Mariuccia Mandelli, known professionally as Krizia, (31 January 1925 – 6 December 2015) was an Italian fashion designer and entrepreneur. Mandelli established her ready-to-wear fashion house, Krizia, in 1954 by bringing suitcases of samples to shops in Milan out of her Fiat 500. The Guardian has called her the "godmother of Italian fashion." According to the New York Times, Mandelli was one of the first female fashion designers to create a popular line of men's wear.

==Career==
Mandelli was born in Bergamo on January 31, 1925. She had a talent as a seamstress and an interest in fashion, but studied to be a teacher based on her mother's advice. Mandelli worked as a teacher for several years until her friend, Flora Dolci, offered use of a flat in Rome for six months rent-free. She purchased an old sewing machine in the early 1950s and founded her label, Krizia, in 1954 by selling clothes from her Fiat 500.
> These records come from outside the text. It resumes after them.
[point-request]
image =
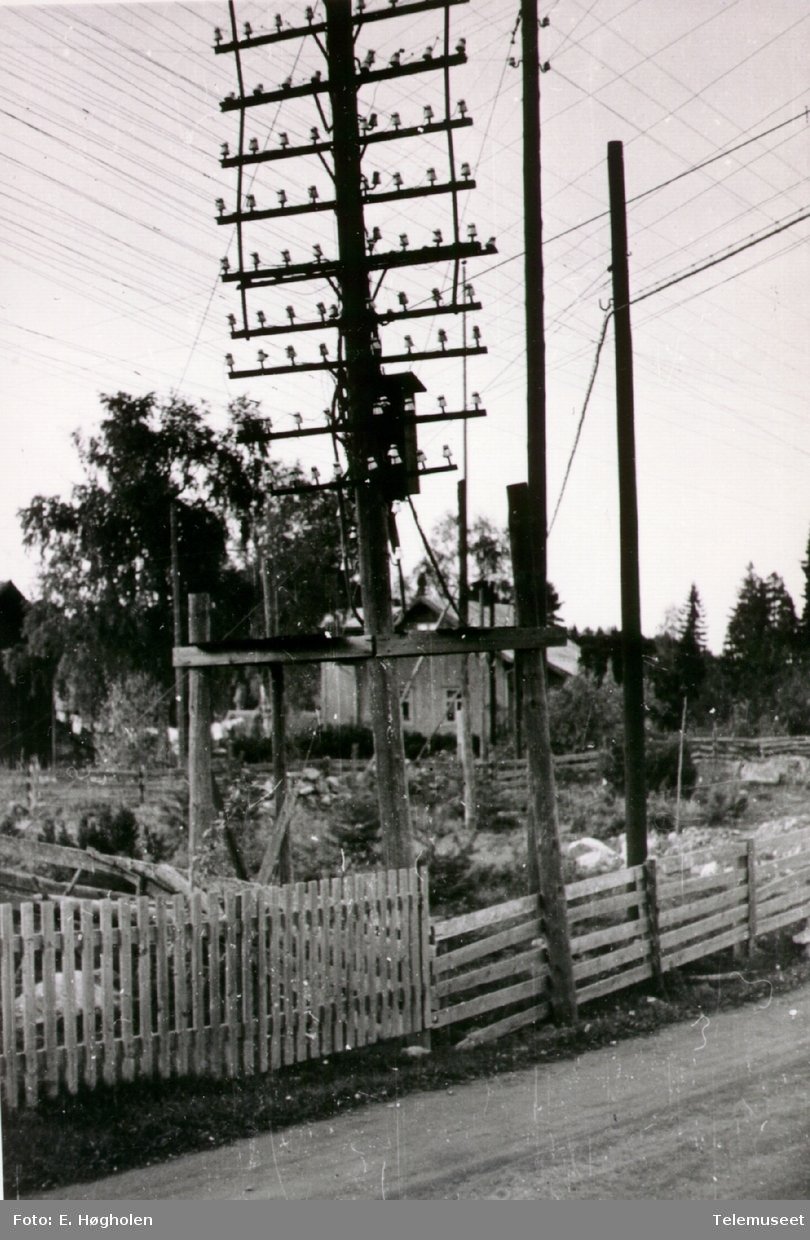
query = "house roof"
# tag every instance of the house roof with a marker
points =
(426, 610)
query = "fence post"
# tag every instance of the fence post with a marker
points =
(651, 900)
(200, 784)
(751, 862)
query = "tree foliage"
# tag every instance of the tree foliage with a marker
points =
(104, 609)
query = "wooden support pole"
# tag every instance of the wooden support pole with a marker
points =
(200, 783)
(545, 859)
(181, 703)
(651, 902)
(279, 768)
(631, 655)
(464, 713)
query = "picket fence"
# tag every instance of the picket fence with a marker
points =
(236, 982)
(216, 985)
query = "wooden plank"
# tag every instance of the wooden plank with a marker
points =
(47, 912)
(263, 921)
(67, 923)
(351, 972)
(370, 954)
(681, 866)
(403, 991)
(125, 987)
(604, 907)
(676, 893)
(651, 908)
(424, 921)
(705, 947)
(181, 972)
(109, 1067)
(299, 905)
(29, 1005)
(215, 982)
(249, 950)
(333, 931)
(289, 974)
(509, 967)
(534, 988)
(612, 960)
(703, 928)
(494, 943)
(414, 987)
(499, 1028)
(682, 913)
(436, 642)
(609, 935)
(314, 988)
(196, 972)
(789, 882)
(617, 982)
(161, 988)
(784, 918)
(583, 887)
(231, 985)
(751, 867)
(782, 904)
(8, 997)
(274, 905)
(146, 1064)
(452, 926)
(88, 996)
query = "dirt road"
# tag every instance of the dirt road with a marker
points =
(720, 1109)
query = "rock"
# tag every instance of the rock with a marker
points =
(593, 857)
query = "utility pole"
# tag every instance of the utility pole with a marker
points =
(631, 655)
(362, 385)
(464, 722)
(527, 523)
(176, 615)
(373, 414)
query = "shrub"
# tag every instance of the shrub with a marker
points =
(660, 765)
(583, 714)
(109, 832)
(132, 728)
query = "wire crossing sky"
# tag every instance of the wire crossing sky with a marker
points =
(111, 257)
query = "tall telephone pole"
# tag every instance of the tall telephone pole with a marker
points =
(631, 654)
(362, 383)
(373, 414)
(527, 536)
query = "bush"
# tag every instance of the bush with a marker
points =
(583, 714)
(660, 765)
(109, 832)
(133, 722)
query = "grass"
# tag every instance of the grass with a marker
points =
(97, 1132)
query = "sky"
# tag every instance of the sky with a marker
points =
(109, 263)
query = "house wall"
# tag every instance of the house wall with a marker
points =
(434, 688)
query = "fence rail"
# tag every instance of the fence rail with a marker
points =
(236, 982)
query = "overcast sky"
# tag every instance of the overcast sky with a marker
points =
(111, 262)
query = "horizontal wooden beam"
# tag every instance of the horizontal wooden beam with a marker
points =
(320, 649)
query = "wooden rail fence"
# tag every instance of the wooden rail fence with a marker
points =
(226, 983)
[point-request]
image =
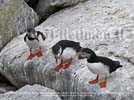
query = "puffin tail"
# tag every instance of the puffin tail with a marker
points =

In 1964, she unveiled her first black-and-white collection at the Palazzo Pitti in Florence, which earned a Critica della Moda award. The fashion house grew rapidly during the 1960s and 1970s. Under Mandelli, Krizia released a version of shorts cut "very short" in 1971, now seen as an early form of hot pants. Krizia grew into a $500 million business at its height during the 1990s.

By the end of the 1980s, she bought land in Punta Volpe, Costa Smeralda, and hired the architect Gianni Gamondi to build a luxurious seafront loggia. The property was listed on sale by Sotheby's in 2022.

Mariuccia Mandelli died at her home in Milan on 6 December 2015, at the age of 90.